KSDO
- San Diego, California; United States;
- Broadcast area: San Diego County Tijuana
- Frequency: 1130 kHz
- Branding: Radio Inspiración

Programming
- Format: Spanish religious programming

Ownership
- Owner: Hi-Favor Broadcasting, LLC
- Sister stations: KEZY, KLTX

History
- First air date: January 24, 1947
- Former call signs: KYOR (1947–1949)
- Call sign meaning: San Diego

Technical information
- Licensing authority: FCC
- Facility ID: 51166
- Class: B
- Power: Licensed for 10,000 watts day and night from a directional antenna system no longer in use, and operating since 2016 under a Special Temporary Authority for 2,500 watts, non-directional, day and night
- Transmitter coordinates: 32°43′51″N 117°04′59″W﻿ / ﻿32.73083°N 117.08306°W

Links
- Public license information: Public file; LMS;
- Webcast: Listen Live
- Website: www.radioinspiracion.com

= KSDO =

Radio station in San Diego, California, United States

KSDO is a radio station in San Diego, California, broadcasts at 1130 KHz. The station is licensed for 10,000 watts of power from a directional antenna system, but has been operating since 2016 with 2,500 watts non-directional from a different site. It is owned by Hi-Favor Broadcasting, and airs a Spanish Christian format branded "Radio Inspiración".

==History==
===Early years===
The station began broadcasting January 24, 1947, and held the call sign KYOR. It was owned by Silver Gate Broadcasting, and ran 250 watts during daytime hours only.
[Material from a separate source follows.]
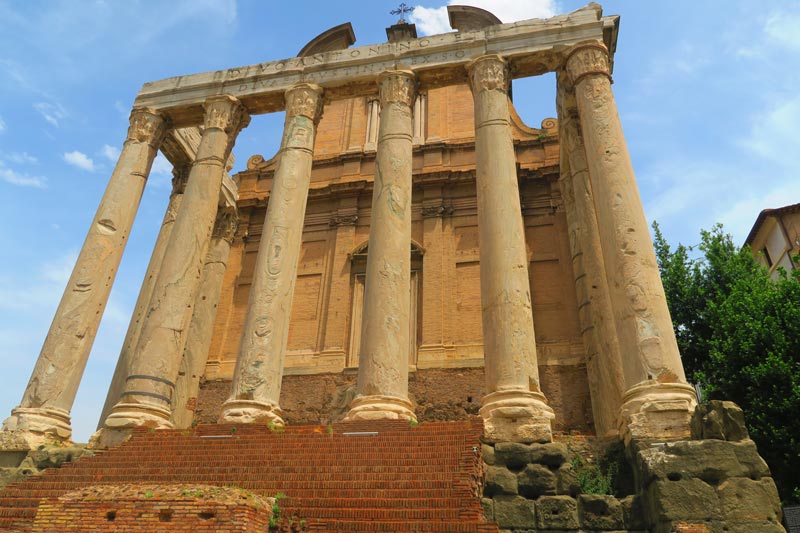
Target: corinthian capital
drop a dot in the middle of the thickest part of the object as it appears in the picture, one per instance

In 1949, the station was sold to San Diego Broadcasting for $75,000, and its call sign was changed to KSDO. The new owners were required to divest themselves of one station, so KSDO suspended operations. The station had a permit to increase daytime power and add nighttime operations, and San Diego Broadcasting intended to surrender the license of AM 1510 KUSN once construction of KSDO's new facilities was complete. In 1950, the station resumed operations, with its daytime power increased to 5,000 watts and nighttime operations added, running 1,000 watts.

In 1959, the station was sold to Gordon Broadcasting for $500,000. The station aired a beautiful music format in the 1960s.

===News talk era===
By the early 1970s, KSDO had adopted news-talk format. In 1972, the station was sold to Generation II Radio San Diego, a subsidiary of Firestone Communications, for $2.5 million. In 1976, the station was sold to Pacific and Southern, a subsidiary of Combined Communications, for $1,576,000. Gannett purchased Combined Communications in 1979. Its power was increased to 10,000 watts the same year.

Laurence Gross hosted a midday talk show on KSDO from 1975 to 1983. From 1986 to 1997, former San Diego mayor Roger Hedgecock hosted a program on the station. Danuta Soderman hosted Danuta Time in the late 1980s. Michael Reagan hosted a show from 1989 to 1992. It was an affiliate of NBC Talknet in the 1980s. Syndicated hosts on KSDO over the years included Rush Limbaugh, G. Gordon Liddy, Larry King, and Tom Leykis. It was also the flagship station of the San Diego Chargers during its "Air Coryell" years. As a talk station, KSDO's ratings were consistently among the top ten stations in San Diego, through 1996.

In 1996, Gannett traded KSDO and five other stations to Jacor Communications for WTSP CBS 10 in Tampa. In 1997, Roger Hedgecock and Rush Limbaugh were moved to KOGO, and the station switched to a financial news-talk format, with programming from Bloomberg and The Wall Street Journal. Ray Lucia hosted middays, later moving to mornings. Syndicated talk shows aired at night. In 2000, syndicated talk programs replaced most financial programming. Hosts included Michael Savage, Phil Hendrie, Lionel, and Larry King. That year, the station was sold to Chase Radio Properties. In late 2001, financial talk programming began to again make up the bulk of the station's daytime schedule.

===Spanish Christian era===
In 2003, the station was sold to Hi-Favor Broadcasting for $10 million. The station adopted a Spanish language Christian format as an affiliate of Radio Nueva Vida. By 2019, the station disaffiliated from Radio Nueva Vida, but continued to air a Spanish-language Christian format as Radio Inspiración.

In 2016, Hi-Favor Broadcasting obtained a Special Temporary Authority (STA) from the FCC to broadcast with 2,500 watts from a single non-directional wire dropped from a cable hung from the tower of KLSD radio, while a search is conducted for an alternate site. The STA has been extended twice each year since it was originally granted.